Liposome uptake by HepG2 human hepatoma cells was investigated in comparison with the uptake by J774 murine macrophage-like cells. HepG2 cells accumulated liposomes (egg yolk phosphatidylcholine (EPC)/Chol; 75/25, diameter 0.2 micron) at 37 degrees C comparably to J774 macrophage-like cells. Confocal microscopic observations revealed that J774 cells internalized EPC/Chol liposomes efficiently but HepG2 cells kept most of the liposomes bound on their plasma membrane surfaces. Poly(ethylene glycol) (PEG)-coated liposomes (0.2 micron) containing poly(ethylene glycol) cholesteryl ether (PEG-Chol) avoided cellular uptake at 37 degrees C by either cell line. In both cell lines, binding of PEG-coated liposomes was lower than that of EPC/Chol liposomes when incubation was carried out at 4 degrees C. To analyze the binding process at 37 degrees C, surface-bound liposomes were removed from the cells by pronase treatment. A reduction of the amount of bound-liposomes on cell surfaces was observed in the case of PEG-coated liposomes. Therefore, PEG-coating reduces direct binding of liposomes to the cell surfaces. The presence of apolipoprotein E (apoE) increased the uptake to EPC/Chol liposomes via its receptor in both cell lines.

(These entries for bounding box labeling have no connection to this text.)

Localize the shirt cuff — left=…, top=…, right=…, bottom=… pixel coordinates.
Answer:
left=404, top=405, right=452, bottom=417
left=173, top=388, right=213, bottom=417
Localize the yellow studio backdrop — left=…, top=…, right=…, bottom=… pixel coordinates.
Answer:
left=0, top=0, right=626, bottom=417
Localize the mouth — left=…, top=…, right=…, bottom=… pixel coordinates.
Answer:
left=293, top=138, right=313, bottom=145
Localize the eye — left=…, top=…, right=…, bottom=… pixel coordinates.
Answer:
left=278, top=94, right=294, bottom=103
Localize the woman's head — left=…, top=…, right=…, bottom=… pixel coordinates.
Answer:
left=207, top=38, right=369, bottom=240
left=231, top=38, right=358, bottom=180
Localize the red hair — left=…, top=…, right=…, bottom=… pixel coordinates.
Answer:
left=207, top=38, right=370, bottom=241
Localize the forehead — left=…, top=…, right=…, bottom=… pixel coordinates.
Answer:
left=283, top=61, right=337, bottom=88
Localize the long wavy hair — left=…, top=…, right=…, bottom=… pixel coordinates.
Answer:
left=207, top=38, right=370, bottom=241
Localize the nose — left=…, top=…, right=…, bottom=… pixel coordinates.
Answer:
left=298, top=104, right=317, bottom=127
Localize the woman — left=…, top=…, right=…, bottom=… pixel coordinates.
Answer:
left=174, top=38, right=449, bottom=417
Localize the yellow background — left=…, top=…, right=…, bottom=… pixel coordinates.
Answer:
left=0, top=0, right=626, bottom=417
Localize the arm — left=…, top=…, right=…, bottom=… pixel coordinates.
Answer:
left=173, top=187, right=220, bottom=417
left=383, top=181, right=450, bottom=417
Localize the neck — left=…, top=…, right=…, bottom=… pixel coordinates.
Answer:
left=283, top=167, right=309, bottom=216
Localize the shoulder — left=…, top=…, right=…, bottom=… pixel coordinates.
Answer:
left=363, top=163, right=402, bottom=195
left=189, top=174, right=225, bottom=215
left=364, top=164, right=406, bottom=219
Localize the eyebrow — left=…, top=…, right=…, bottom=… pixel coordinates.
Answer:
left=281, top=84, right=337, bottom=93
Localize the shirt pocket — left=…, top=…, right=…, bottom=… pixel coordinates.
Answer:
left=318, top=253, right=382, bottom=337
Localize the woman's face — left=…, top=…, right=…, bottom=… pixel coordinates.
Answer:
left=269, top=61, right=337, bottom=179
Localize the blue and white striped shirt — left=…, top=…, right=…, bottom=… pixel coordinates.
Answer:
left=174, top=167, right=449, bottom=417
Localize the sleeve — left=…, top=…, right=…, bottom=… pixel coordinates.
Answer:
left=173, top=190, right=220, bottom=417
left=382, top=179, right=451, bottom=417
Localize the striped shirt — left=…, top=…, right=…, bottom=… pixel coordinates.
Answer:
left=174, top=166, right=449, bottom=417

In contrast, cellular uptake of PEG-coated liposomes was not enhanced by treatment with apoE. Therefore, while apoE-mediated liposome uptake occurs in the case of EPC/Chol liposomes, it does not occur for PEG-coated liposomes; PEG-coating also inhibits protein-mediated binding to the cells. These results further imply that elusion from liver clearance of PEG-coated liposomes is not only due to the reduction of uptake by Kupffer cells but also by hepatocytes when liposomes are small enough to go through the fenestrates of the endothelial lining.